Yeah. Manufacturers are simultaneously pricing and locking us out of silicon. Computers are moving back to big iron tier mainframes, and it looks like remote attestation is the future so any non-corporate owned device will be essentially useless. Free software doesn't matter if we can't run it, or if we're ostracized from digital society should we figure out how to run it.
Everything that everyone who believed in free software worked towards is being destroyed. There is no way to fight back unless we figure out how to fab computers in garages. It was all for nothing. The future is bleak.
This is doubly bad with, in some cases, governments, banks and other institutions pretty much forcing us to own those locked-in devices to run their apps.

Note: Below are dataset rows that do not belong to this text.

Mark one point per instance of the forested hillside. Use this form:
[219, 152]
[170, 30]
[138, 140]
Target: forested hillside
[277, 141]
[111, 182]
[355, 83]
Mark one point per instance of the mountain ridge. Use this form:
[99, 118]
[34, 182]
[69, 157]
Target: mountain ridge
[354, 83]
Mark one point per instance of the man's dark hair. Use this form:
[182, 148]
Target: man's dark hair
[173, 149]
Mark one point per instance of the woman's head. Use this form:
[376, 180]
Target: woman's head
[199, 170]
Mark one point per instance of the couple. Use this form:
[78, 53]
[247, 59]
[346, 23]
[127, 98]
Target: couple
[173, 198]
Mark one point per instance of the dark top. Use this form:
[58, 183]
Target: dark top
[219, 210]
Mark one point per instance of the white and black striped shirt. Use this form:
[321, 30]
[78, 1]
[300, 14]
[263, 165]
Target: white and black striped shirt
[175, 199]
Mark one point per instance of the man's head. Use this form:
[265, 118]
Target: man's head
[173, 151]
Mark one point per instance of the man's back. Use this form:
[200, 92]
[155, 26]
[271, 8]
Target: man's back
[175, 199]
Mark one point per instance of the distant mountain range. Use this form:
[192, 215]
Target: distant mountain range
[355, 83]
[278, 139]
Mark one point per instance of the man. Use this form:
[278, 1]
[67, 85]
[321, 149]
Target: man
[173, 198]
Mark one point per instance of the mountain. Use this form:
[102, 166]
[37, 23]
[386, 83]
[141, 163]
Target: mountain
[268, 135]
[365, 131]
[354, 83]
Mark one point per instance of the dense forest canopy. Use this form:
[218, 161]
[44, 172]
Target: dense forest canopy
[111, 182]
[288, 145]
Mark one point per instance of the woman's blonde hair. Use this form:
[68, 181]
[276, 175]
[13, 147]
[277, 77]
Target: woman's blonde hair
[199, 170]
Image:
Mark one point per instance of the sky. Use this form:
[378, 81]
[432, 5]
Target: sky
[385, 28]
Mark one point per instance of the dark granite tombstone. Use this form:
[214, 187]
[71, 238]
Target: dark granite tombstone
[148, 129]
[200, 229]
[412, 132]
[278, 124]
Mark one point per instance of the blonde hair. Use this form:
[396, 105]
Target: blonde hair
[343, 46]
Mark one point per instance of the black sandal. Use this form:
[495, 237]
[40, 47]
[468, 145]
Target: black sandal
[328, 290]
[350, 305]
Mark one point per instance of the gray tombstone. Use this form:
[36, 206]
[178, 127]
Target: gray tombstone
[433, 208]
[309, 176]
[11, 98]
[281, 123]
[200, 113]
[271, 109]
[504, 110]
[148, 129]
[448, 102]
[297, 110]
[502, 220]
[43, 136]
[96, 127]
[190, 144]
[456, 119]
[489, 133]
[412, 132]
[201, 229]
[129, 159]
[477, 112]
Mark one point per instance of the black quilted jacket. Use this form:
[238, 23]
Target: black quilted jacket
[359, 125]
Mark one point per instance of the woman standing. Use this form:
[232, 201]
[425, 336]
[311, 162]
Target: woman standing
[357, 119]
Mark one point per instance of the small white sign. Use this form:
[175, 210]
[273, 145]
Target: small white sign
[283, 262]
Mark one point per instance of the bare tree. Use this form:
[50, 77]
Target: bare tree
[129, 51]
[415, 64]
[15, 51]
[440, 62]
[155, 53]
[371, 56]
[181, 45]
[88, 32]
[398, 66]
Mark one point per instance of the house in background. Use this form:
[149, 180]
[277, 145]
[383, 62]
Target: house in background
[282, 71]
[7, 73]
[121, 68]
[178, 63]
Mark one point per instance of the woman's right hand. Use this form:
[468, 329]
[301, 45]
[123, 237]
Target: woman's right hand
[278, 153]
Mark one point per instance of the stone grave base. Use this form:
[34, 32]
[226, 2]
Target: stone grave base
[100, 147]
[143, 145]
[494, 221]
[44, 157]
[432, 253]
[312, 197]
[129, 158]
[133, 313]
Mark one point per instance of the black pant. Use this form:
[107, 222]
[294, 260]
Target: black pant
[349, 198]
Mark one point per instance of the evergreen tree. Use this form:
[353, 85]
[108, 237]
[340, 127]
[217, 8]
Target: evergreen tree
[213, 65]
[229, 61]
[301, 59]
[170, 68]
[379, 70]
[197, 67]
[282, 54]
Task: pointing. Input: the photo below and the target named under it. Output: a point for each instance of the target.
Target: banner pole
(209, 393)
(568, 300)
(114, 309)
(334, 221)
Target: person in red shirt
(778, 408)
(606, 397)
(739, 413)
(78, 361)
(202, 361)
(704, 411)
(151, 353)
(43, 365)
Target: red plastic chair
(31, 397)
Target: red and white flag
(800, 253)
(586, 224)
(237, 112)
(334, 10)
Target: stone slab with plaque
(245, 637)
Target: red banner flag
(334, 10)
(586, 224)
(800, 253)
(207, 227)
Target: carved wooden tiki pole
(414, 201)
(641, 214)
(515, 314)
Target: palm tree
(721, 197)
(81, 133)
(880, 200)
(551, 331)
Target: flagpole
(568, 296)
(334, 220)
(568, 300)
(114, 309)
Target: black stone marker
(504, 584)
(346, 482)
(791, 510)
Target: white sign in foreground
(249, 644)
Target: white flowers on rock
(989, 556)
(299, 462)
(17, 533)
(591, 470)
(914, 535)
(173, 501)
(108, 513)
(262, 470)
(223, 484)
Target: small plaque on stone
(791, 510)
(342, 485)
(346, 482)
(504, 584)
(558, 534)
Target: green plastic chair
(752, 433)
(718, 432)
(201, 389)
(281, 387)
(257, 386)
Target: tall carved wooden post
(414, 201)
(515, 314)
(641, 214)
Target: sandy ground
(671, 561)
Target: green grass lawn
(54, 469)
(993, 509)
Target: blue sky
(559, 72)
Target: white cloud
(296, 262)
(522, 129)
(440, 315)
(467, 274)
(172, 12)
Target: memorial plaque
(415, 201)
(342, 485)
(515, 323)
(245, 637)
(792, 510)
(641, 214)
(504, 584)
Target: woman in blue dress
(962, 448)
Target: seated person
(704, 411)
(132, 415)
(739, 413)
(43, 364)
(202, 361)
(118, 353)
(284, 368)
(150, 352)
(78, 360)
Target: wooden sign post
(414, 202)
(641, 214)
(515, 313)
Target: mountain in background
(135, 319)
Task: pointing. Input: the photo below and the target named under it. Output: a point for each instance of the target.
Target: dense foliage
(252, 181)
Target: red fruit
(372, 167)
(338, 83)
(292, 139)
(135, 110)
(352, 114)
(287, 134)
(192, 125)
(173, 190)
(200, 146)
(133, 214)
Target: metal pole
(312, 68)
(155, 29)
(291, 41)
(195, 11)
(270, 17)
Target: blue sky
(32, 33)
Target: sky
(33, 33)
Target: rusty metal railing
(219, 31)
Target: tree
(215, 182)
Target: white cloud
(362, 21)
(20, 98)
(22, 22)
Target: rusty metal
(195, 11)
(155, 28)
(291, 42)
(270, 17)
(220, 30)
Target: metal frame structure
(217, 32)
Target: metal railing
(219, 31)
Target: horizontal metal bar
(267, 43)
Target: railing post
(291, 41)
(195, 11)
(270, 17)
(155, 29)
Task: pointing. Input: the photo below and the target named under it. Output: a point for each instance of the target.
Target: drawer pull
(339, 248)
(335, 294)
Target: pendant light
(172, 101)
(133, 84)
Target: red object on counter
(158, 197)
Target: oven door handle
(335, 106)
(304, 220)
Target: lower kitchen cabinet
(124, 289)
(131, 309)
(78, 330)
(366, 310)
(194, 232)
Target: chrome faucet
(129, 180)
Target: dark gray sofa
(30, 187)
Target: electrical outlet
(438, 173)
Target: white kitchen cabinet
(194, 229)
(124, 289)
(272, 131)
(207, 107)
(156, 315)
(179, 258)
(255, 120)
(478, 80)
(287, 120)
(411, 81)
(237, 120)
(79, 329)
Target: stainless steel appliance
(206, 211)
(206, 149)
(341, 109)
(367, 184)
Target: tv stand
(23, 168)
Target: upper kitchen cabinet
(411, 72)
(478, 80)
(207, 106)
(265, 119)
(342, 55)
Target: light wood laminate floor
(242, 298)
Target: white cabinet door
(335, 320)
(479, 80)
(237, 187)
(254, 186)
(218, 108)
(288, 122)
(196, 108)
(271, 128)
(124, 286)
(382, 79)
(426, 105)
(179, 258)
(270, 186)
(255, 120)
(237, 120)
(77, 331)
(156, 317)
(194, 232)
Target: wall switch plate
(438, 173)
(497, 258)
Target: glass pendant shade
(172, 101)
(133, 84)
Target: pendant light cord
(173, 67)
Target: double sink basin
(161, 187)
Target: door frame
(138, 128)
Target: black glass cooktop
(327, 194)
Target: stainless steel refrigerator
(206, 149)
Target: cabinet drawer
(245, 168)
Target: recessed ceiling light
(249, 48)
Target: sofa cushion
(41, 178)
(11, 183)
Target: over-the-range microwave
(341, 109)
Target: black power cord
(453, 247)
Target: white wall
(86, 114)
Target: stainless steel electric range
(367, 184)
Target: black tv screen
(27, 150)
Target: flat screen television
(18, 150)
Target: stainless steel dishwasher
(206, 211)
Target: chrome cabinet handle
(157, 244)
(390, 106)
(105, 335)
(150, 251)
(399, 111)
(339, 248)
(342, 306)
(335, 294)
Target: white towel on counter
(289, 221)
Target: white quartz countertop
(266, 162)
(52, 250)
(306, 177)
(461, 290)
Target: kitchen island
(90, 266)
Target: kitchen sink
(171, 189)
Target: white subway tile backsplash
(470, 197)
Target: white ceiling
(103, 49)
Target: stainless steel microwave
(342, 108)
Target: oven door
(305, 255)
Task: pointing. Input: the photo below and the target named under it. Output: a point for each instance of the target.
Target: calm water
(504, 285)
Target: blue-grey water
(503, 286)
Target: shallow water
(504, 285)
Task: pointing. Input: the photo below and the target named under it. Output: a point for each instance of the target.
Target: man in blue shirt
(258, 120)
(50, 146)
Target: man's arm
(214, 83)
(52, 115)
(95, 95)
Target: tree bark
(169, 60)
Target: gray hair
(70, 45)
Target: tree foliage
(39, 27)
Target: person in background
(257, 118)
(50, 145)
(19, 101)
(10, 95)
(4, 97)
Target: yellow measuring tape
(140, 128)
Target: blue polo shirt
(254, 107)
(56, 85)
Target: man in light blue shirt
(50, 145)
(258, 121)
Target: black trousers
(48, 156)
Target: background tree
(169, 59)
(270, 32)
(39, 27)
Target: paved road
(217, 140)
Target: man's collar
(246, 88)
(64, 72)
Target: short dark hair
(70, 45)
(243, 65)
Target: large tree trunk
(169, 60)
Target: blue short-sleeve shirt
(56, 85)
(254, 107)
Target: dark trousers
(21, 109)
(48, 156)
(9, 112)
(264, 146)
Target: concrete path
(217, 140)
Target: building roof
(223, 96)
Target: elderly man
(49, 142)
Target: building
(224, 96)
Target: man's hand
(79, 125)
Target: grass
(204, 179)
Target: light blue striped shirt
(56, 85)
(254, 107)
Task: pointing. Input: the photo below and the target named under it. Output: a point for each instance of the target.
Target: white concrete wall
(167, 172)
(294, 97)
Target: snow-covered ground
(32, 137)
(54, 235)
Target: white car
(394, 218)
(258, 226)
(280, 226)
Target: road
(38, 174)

This is why I hope more people start to get behind the 'Perma computing' movement.
https://permacomputing.net/
Even if you don't agree with the exact political stances of the authors, the broad goals are notable.
I have said it for years now, perma-computing is the missing piece of the free software movement. There is no point in the software being complete free/open if you have hardware that is locked down.
Maybe one day, we will be fabing our computers, maybe not on a garage scale but on a much more local manufacturer scale. Similar to how you can get PCB's custom made but with open processor designs. Nothing too amazing but if you could pick or supply a chip design and have something made on a 300nm node or whatever, that is still a lot of power to the people. Chips that top out at a few million transistors not billion/trillions.
You can do computing up to the level of the mid 90's, which is neat but that is the big trade off you need to make.